Authors: Frederick Ramsay
Billy stepped into Ike's office, now Frank's temporary one, and dropped into a chair. He did not look happy. Frank peered over his reading glasses and waited.
“So, I got bad news and some maybe-okay news,” Billy said and dusted the brim of his Stetson against his knee.
“Bad and okay. That doesn't sound like a very promising start for the day. So, the bad news is?”
“They pulled Karl off the case. Something about him being too personally involved and ânot objective enough.' Lot of bullshit, if you ask me.”
“Yeah, maybe, but you're right. Maybe he was getting too close to something, but it wasn't Ike. Hell, I don't know. I mean he's an FBI agent. That's all, and an agent who knows Ike, but he doesn't work here or anything. Somebody must have a special interest in this case and is someplace up high. Jesus, listen to me. I am beginning to sound like some conspiracy theory addict. You're right, that's definitely not good news. What's the okay news?”
“Well, you wanted us to check out all the places where the assassin might have installed the arming device or the bomb in the car. Remember we figured it must have been rigged to go off when a certain mileage point was reached? That way it had to be put in place or set to working pretty close to where it went off. We were thinking Ike must have stopped for gas, or coffee, or something before that. So, anyway, we picked up surveillance footage from every donut shop, filling station, and convenience store within a twenty-mile radius of Picketsville.”
“I'm guessing your okay news is that you found a piece of tape that needs another look.”
“Yeah, you could say that. We found one where he makes a stop that night about fifteen miles up the road. So, if the bomb was planted there, we'd have it on this tape. I don't know if he made any stops further up, you know, so this might be the one and it might not. I wish Sam was here and not off to wherever Garland the Spook sent her. What's with that guy, anyway? I mean he's CIA. He can't tell us what to do.”
“No, he can't but since he's at least four steps ahead of us, and since he has the resources to do stuff that we can't, he's taken point and I'm good with that. If he thinks Sam needs to be somewhere else, so be it. What's on the tape that you think is important?”
“I ain't that sure. It's only that Ike stopped long enough for a device to be put on his car.

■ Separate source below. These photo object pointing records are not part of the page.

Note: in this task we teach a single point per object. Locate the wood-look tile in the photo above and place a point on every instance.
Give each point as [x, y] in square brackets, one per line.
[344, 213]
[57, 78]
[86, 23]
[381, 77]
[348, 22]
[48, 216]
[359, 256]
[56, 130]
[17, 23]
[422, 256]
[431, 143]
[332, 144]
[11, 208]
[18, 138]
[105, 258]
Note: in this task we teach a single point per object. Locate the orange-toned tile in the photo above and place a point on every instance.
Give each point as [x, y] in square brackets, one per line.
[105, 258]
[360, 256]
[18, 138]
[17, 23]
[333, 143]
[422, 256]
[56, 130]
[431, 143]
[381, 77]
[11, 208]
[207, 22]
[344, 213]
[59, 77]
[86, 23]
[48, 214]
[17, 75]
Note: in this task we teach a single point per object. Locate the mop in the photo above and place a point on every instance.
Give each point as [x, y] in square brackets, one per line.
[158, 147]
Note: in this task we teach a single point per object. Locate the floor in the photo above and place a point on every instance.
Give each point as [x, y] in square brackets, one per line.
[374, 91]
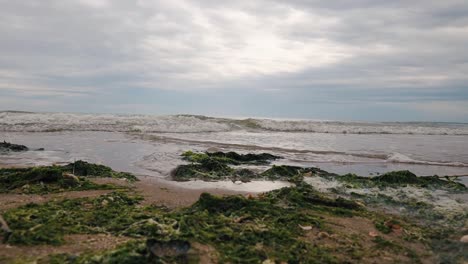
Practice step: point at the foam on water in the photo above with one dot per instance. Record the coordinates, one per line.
(44, 122)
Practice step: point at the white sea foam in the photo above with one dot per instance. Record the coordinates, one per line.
(40, 122)
(400, 158)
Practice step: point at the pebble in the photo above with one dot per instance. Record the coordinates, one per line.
(464, 239)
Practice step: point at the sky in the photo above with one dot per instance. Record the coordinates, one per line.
(370, 60)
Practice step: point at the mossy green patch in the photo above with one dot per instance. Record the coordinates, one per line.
(231, 157)
(399, 179)
(116, 213)
(51, 179)
(240, 229)
(6, 147)
(83, 168)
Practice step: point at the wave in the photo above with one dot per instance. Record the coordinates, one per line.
(306, 155)
(51, 122)
(400, 158)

It's the last place he stops before the last place and we know the thing wasn't put on there. That makes this one the best bet. The trouble is, I can't think it's where it happened because there's a county cop there at the same time.”
“There's a cop in the picture? What does he do?”
“That's it. He don't do nothing. Ike drives in, gets out, and goes into this, like, 7-Eleven store. Another car pulls in and parks next to him. Right behind that guy, a Rockbridge County Sheriff's car pulls in and parks crosswise in front of Ike's car. So, now Ike is, like, blocked in. The deputy gets out of his car and follows Ike into the store. Okay, so far, so good. So then we fast-forward. He and Ike come out together and chat. The cop seems like he's apologizing for blocking Ike. They talk and then the cop leaves. Ike leaves.”
What do you mean, âfast-forward'?”
“We hit the fast-forward button. You know, nothing was happening so we sort of zipped through the middle part.”
“Nothing? You're sure there was nothing? I want to see that tape, especially the middle part you skipped.”
***
Nothing is ever simple. You order a hit. You pay good money. You have people in place and then the milk goes sour. The hit man needs a cover and so we give him a one of ours and not just anybody. This guy is a policeman who is to provide it for him. So what happens? The bomber gets picked up by the Feds at the airport. What doesn't a trained killer know about explosive residue and there're dogs at airports trained to detect it? Idiot. We have to send people to take care of him. Then, the cop whose only job was to stall the Jew sheriff connects the dots and starts acting goosey. He says, “I didn't sign up for killings.” You provide cover for a guy to plant a bomb and you don't think somebody is going to be killed? What doesn't he understand about collateral damage and the greater good? Another idiot. Where do these people come from? Martin Pangborn picked up the phone and punched in a Philadelphia area code and number.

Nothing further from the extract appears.